With all the Te Deums that have risen in cathedrals, and hosannas that were sung for conquering Caesars when earth and sky were shaken like a carpet with their welcome at the gate; with all the splendor of shining accoutrements of guardsmen and Uhlans and cuirassiers; with all the investiture of romance that poet and painter and even the sensitive historian have been able to confer upon it—war remains what it is: an abysmal and sickening reversion to the primitive brute in man. It must still be a sight “to grieve high heaven and make the angels mourn” that men created in the image of their Maker, endowed with a diviner instinct beyond the body’s need or transient existence, could sink so far, and in the slough of primordial animality forget the very light of life and their immortal destiny for the sake of the mere fiction of power on land, sea and even in the throbbing and embattled air through which the prayers of women ascend like silent flame to God.

The World’s Best Intellects on War

JEAN JACQUES ROUSSEAU: War is the foulest fiend that ever vomited forth from the mouth of hell.

THOMAS JEFFERSON: I abhor war and view it as the greatest scourge of mankind.

BENJAMIN FRANKLIN: There never was a good war or a bad peace.

WILLIAM LLOYD GARRISON: My country is the world; my countrymen are all mankind.

NAPOLEON BONAPARTE: The more I study the world, the more am I convinced of the inability of force to create anything durable.

PAUL ON MARS HILL: God hath made of one blood all nations of men for to dwell on all the face of the earth.

ANDREW CARNEGIE: We have abolished slavery from civilized countries, the owning of man by man.
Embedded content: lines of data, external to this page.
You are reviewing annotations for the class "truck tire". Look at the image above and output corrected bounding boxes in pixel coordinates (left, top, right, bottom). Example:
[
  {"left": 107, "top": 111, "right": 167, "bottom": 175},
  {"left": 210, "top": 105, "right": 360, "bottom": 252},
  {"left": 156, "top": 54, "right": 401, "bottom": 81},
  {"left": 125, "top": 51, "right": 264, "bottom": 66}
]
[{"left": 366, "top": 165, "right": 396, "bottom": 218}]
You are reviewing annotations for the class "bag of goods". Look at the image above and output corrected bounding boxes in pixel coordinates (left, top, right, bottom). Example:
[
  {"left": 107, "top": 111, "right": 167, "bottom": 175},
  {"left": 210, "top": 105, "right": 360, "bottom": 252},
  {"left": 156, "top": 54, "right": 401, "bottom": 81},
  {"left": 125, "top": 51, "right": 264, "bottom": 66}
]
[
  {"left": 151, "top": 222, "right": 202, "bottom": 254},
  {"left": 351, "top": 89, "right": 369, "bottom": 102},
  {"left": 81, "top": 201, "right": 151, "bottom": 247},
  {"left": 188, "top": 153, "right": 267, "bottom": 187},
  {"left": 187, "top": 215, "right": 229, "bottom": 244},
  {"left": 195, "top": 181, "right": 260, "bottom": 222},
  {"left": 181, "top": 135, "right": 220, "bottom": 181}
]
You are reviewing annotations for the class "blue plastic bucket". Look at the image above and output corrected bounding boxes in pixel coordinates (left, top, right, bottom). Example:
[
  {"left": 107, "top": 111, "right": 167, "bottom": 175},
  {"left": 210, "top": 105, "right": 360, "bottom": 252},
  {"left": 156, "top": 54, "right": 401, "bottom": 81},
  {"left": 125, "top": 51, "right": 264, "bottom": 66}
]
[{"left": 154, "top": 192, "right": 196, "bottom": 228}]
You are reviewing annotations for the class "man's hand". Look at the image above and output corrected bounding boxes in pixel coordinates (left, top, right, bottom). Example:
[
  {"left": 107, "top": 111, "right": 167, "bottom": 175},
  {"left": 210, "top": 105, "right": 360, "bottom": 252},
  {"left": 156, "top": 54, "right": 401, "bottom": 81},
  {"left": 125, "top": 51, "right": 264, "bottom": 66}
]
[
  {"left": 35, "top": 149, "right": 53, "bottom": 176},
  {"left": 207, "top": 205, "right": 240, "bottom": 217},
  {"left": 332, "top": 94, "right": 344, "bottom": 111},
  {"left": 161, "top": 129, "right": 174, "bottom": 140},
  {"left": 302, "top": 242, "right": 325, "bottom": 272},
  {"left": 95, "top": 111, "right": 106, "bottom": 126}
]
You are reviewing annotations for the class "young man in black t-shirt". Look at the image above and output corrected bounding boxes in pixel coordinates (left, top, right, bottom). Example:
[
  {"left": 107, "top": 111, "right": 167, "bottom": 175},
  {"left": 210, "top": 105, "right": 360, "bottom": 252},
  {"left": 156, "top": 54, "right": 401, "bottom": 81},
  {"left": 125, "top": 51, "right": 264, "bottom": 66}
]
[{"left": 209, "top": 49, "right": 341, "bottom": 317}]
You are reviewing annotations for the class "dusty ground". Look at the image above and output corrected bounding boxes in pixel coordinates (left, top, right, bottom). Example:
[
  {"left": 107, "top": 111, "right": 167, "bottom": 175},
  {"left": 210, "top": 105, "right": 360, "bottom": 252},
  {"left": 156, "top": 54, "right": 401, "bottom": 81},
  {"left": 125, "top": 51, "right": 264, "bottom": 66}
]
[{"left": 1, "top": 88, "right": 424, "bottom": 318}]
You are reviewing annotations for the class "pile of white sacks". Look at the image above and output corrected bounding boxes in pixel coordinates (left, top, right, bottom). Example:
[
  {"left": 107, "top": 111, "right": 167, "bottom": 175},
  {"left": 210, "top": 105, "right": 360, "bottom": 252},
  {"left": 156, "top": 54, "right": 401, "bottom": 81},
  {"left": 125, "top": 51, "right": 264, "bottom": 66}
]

The next great step that the world can take is to abolish war, the killing of man by man.

GEORGE WASHINGTON: My first wish is to see the whole world at peace, and the inhabitants of it as one band of brothers, striving which should most contribute to the happiness of mankind.

ABRAHAM LINCOLN: With malice toward none, with charity for all, with firmness in the right as God gives us to see the right, let us strive***to do all which may achieve and cherish a just and lasting peace among ourselves and with all nations.

EMANUEL KANT: The method by which states prosecute their rights cannot under present conditions be a process of law, since no court exists having jurisdiction over them, but only war. But through war, even if it result in victory, the question of right is not decided.